Евгений Шварц - страница 6



Но раннее детство в основном ассоциировалось у Жени не с физическими страданиями, не с пугающей его порой резкостью и нервозностью его отца и не с теми ссорами между мамой и бабушкой, которые ему приходилось видеть. «Мне кажется, что я был счастлив в те дни, о которых вспоминаю теперь, – писал Шварц впоследствии. – Во всяком случае, каждая минута, которая оживает ныне передо мной, окрашена так мощно, что я наслаждаюсь и ужасаюсь поначалу, что передать прелесть и очарование тогдашней краски – невозможно. <…> Вот я стою в кондитерской. Знаю, это – Екатеринодар. Я счастлив и переживаю чувство, которому теперь могу подыскать только одно название – чувство кондитерской. Сияющие стеклом стойки, которые я вижу снизу. Много взрослых. Брюки и юбки вокруг меня. Круглые мраморные столики. И зельтерская вода, которую я тогда называл горячей за то, что она щипала язык. И плоское, шоколадного цвета пирожное, песочное. <…> Не знаю, что мне нравится в этом воспоминании. Но до сих пор зайдя в кондитерскую вечером, я иногда вдруг погружаюсь в одно мгновение в то первобытное, первоначальное, радостное ощущение кондитерской, которое пережило по крайней мере пятьдесят лет…»

Первое воспоминание о посещении театра также осталось у Жени на всю жизнь. Шел «Гамлет». По сцене ходил человек в короне и в длинной одежде, который восклицал: «О, ду́хи, ду́хи!» С маминых слов Женя знал, что после спектакля он вежливо попрощался со всеми: со стульями, со сценой, с публикой. Потом подошел к афише и, подумав, поклонился и сказал: «Прощай, пи́саная!»

По воспоминаниям Евгения Львовича, его мама была тогда весела и ласкова. Он считал ее красавицей и удивлялся тому, что она смеялась, когда он говорил ей об этом. Она была в это время очень близка со своим первенцем. Иногда она называла его Женюрочкой, что он очень любил. Когда мама бывала недовольна Женей, то заявляла, что ее сейчас унесет ангел, – и исчезала. Тогда он метался по комнатам в страхе и смятении. Когда он начинал громко плакать, мама внезапно обнаруживалась. Иногда он сам находил ее в шкафу или за дверью, и выяснялось, что ангел «уронил» ее именно туда. С тех пор на всю жизнь у Шварца осталось неприятие ситуации, когда от него кто-то прячется или теряется в толпе. Его в эти моменты охватывал ужас, как будто маму опять унес ангел.
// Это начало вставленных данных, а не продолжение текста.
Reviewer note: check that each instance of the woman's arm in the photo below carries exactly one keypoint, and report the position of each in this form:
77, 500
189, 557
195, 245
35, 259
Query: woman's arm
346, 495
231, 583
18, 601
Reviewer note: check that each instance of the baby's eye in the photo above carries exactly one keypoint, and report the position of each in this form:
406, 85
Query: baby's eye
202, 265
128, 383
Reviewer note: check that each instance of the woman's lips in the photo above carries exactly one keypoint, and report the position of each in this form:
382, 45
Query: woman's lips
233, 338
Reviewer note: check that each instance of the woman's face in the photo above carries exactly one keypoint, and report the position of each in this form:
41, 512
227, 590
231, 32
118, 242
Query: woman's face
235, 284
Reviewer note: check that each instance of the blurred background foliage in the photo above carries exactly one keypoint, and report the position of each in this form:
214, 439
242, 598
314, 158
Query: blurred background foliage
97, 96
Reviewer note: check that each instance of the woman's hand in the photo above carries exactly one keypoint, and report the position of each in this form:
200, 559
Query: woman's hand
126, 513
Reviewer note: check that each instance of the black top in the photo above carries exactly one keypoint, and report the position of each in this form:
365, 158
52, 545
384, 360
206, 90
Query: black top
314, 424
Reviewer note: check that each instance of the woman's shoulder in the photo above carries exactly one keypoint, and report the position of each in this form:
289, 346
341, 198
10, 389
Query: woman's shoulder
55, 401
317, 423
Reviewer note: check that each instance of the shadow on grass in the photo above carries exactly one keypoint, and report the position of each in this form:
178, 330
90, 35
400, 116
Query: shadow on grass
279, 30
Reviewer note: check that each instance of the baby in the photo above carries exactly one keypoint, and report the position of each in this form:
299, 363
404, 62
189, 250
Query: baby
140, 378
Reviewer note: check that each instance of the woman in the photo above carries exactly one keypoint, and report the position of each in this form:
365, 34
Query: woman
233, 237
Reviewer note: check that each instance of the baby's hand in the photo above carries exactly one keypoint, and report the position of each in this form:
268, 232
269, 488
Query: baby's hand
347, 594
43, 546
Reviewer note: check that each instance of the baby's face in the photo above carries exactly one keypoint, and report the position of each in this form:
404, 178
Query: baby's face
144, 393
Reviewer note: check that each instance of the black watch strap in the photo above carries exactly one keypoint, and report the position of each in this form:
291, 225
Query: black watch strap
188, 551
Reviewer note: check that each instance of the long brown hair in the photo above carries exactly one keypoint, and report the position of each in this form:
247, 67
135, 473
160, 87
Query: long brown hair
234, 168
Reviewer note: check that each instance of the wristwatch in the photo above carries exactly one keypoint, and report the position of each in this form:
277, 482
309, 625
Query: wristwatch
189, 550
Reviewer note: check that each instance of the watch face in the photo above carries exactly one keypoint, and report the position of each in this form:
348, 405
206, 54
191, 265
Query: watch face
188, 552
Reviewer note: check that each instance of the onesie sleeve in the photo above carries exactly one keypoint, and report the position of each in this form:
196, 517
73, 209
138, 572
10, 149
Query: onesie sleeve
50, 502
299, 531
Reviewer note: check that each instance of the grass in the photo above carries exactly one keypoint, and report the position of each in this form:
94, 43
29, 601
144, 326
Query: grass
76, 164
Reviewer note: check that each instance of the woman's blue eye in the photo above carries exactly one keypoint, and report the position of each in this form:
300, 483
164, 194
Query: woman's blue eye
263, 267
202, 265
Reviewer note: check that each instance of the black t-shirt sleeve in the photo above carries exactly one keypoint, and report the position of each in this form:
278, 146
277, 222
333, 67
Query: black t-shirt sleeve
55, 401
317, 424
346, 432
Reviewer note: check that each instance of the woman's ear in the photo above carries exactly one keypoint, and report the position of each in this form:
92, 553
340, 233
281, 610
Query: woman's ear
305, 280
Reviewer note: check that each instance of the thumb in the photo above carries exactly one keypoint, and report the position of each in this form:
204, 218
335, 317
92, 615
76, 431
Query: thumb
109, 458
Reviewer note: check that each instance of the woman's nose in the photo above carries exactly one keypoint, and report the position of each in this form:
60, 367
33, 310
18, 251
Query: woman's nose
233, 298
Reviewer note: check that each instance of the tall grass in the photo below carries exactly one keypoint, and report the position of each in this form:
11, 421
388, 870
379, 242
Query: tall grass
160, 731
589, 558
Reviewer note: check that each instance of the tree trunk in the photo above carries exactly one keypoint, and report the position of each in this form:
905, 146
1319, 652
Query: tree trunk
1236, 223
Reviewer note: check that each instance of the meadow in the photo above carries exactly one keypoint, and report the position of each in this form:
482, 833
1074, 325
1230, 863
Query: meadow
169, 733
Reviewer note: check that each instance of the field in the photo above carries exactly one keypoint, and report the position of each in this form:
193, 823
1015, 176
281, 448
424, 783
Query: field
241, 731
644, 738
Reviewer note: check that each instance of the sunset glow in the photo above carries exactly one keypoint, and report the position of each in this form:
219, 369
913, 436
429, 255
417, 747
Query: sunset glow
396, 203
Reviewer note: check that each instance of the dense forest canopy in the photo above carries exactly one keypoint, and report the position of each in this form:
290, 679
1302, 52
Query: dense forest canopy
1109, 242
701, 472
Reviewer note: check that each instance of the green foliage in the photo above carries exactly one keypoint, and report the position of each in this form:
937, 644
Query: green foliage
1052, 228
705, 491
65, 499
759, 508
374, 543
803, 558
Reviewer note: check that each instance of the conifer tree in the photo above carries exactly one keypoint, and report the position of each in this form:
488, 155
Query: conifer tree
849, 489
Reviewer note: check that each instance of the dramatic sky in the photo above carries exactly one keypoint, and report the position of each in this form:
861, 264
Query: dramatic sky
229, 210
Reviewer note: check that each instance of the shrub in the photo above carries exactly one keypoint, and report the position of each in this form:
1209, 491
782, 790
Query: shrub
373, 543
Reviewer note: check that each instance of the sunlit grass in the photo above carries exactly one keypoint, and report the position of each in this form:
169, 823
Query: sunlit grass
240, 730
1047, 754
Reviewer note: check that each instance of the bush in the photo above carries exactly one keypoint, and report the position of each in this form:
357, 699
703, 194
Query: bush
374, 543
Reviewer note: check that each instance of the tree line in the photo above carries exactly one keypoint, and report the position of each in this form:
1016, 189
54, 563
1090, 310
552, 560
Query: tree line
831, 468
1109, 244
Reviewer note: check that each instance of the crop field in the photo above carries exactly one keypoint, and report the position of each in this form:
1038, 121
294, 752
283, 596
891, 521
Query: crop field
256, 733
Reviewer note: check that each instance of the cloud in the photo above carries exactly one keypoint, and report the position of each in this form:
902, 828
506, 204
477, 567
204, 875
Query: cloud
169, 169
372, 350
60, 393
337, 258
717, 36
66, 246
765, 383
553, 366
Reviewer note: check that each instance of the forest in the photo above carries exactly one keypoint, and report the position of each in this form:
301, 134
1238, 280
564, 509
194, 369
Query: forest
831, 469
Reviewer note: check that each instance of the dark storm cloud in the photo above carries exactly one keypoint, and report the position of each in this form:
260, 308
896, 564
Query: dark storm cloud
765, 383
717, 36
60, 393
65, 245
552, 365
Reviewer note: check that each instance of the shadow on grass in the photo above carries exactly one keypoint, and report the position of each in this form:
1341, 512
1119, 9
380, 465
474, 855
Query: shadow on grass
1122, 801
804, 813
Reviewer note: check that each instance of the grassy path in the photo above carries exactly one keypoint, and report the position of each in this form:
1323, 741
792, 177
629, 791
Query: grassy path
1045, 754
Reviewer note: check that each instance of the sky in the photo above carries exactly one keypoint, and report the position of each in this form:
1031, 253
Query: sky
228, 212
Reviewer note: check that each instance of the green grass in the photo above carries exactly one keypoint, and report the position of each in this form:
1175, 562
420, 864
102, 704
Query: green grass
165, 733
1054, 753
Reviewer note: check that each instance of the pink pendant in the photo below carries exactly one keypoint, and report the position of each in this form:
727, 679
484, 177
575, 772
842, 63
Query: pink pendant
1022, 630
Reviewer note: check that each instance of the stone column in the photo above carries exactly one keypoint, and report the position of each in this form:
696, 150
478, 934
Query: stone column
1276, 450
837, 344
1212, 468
Однажды он проснулся ночью и увидел, что мама молится, стоя на коленях и кланяясь в землю. Как вспоминал впоследствии Евгений Львович, у них в доме была единственная икона, которой его маму благословляли перед свадьбой – Богоматерь с младенцем в серебряной ризе. И вот перед этой иконой и молилась его мама. Когда много лет спустя Женя вспоминал за столом вслух при отце раннее детство и рассказал, как молилась мама, она повернулась к сыну и показала украдкой язык, то есть без слов назвала его болтуном. Отец спросил мать с удивлением: «Это действительно было?» И она, как вспоминал Евгений Львович, ответила, не глядя на мужа: «Да ерунда, путает он что-то».

Отца Женя также помнил достаточно отчетливо начиная примерно с 1900 года: «Вот он идет из больницы, размахивая палкой с круглым костяным набалдашником, высокий, чернобородый, в шляпе и пальто. Вот он лежит после обеда на кушетке, укрытый белым одеялом, и весело болтает с нами. Он натягивает одеяло, складывает руки на груди и говорит: “Вот так я буду лежать в гробу”. Это приводит маму в ужас».